SECÇÃO: Informação Religiosa

Nos caminhos da Páscoa

Para os cristãos a Páscoa é a rainha das solenidades, o expoente máximo da celebração da fé, do Mistério Pascal de Jesus. Tão grande que muito especialmente no domingo é celebrado o dia por excelência, o dia do Senhor.
A Páscoa de Jesus mudou uma figura, muito expressiva para os judeus, em realidade nova e eterna: ao comemorar com os discípulos, pela última vez, a libertação prodigiosa da escravatura do Egito, Ele inaugurou a Nova Aliança selada com o Seu sangue. A Igreja, através do seu calendário litúrgico, rodeia a solenidade da Páscoa de um tempo longo de preparação, Quaresma, e dedica também um período de sete semanas, de ressonância festiva, o Tempo Pascal.
O contexto religioso da Páscoa poderá ser aceite como verdadeiro dom para todas as pessoas, independentemente das suas crenças religiosas. De verdade, pensando bem, todos sentimos no dia a dia aquilo que mais ou menos conscientemente anda associado à Páscoa: naquela, na páscoa cristã, vitória de Cristo sobre a morte e garantia da nossa própria ressurreição; no desenvolvimento normal da vida, um sentimento constante de superação, um desejo irreprimível de felicidade e a necessidade de lutar contra quaisquer obstáculos que impedem a conquista dos grandes objetivos da nossa existência. Por isso, fácil é reconhecer que um sentido de páscoa constantemente nos atrai. Em todas as idades, querer mais e melhor, crescer com vista a horizontes mais reconfortantes, atingir a saciedade plena, é ímpeto que sempre nos acompanha. A experiência da vida, por outro lado, leva-nos a tomar consciência de forças contrárias, dos passos atrás e de tantas recusas àquele sentimento ínsito na própria natureza.

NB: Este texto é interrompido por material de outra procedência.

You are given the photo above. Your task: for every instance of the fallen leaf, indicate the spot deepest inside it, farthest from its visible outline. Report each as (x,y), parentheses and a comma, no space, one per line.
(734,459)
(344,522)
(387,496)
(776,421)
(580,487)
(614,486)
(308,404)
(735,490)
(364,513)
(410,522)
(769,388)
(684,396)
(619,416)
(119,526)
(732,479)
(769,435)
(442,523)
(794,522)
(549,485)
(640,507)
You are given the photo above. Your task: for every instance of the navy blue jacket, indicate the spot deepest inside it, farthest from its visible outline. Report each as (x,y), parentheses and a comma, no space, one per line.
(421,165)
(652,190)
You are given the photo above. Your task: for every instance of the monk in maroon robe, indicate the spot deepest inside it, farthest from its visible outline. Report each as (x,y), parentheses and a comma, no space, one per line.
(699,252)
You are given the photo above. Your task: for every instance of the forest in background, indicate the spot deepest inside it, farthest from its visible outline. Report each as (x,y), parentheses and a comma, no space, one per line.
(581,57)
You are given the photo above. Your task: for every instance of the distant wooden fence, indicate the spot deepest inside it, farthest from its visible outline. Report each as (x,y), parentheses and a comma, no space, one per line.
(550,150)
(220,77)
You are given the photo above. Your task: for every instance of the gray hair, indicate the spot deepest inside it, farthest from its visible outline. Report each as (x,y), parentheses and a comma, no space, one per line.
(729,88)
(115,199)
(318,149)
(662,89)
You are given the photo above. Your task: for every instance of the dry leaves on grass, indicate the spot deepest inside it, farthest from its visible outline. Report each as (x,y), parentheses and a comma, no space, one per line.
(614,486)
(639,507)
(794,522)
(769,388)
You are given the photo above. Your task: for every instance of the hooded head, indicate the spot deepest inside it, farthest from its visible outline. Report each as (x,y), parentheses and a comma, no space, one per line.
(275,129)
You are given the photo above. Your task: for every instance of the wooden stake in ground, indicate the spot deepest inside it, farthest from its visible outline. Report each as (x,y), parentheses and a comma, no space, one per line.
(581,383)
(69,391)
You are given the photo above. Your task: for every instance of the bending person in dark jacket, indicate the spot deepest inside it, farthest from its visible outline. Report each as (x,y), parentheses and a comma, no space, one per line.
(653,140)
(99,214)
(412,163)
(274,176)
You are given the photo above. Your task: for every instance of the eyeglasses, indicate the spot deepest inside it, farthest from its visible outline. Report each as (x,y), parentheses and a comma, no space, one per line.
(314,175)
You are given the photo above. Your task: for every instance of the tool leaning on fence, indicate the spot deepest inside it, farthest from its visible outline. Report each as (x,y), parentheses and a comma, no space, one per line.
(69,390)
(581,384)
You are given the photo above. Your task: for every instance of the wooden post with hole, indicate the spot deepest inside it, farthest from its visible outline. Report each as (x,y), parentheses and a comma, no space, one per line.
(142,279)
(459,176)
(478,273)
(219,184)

É tempo, pois, de considerar que urge dar prioridade, ou melhor, empreender a descoberta da nossa própria essência, seres dotados de inteligência e vontade, para aproveitar e seguir o ritmo de páscoa na vida. Corrigir o erro e também ousar subir a patamares mais elevados é um desafio que vale a pena encarar sem tréguas. Acreditar ainda que tudo isto é chamada a uma atitude de conversão permanente e que muito por via desta mesma disposição é que alcançamos a paz.
Orgulho, preconceitos, cobardia e respeitos humanos são inimigos a abater sem piedade, para recuperar a limpidez do espírito e dar-lhe capacidade de iluminar as realidades do nosso mundo.
Necessário é também seguir a estratégia de ter coragem de parar, saber perder para ganhar alento e força contra toda a espécie de tentações, seja qual for a sua origem. E, se nos abrirmos à ação da graça divina, então a estratégia transforma-se em certeza infalível de vitória. Já mesmo na proximidade da Quaresma, faz todo o sentido encarar com toda a seriedade a questão da páscoa permanente na vida até à páscoa final, a passagem das contingências do tempo para a plenitude da felicidade.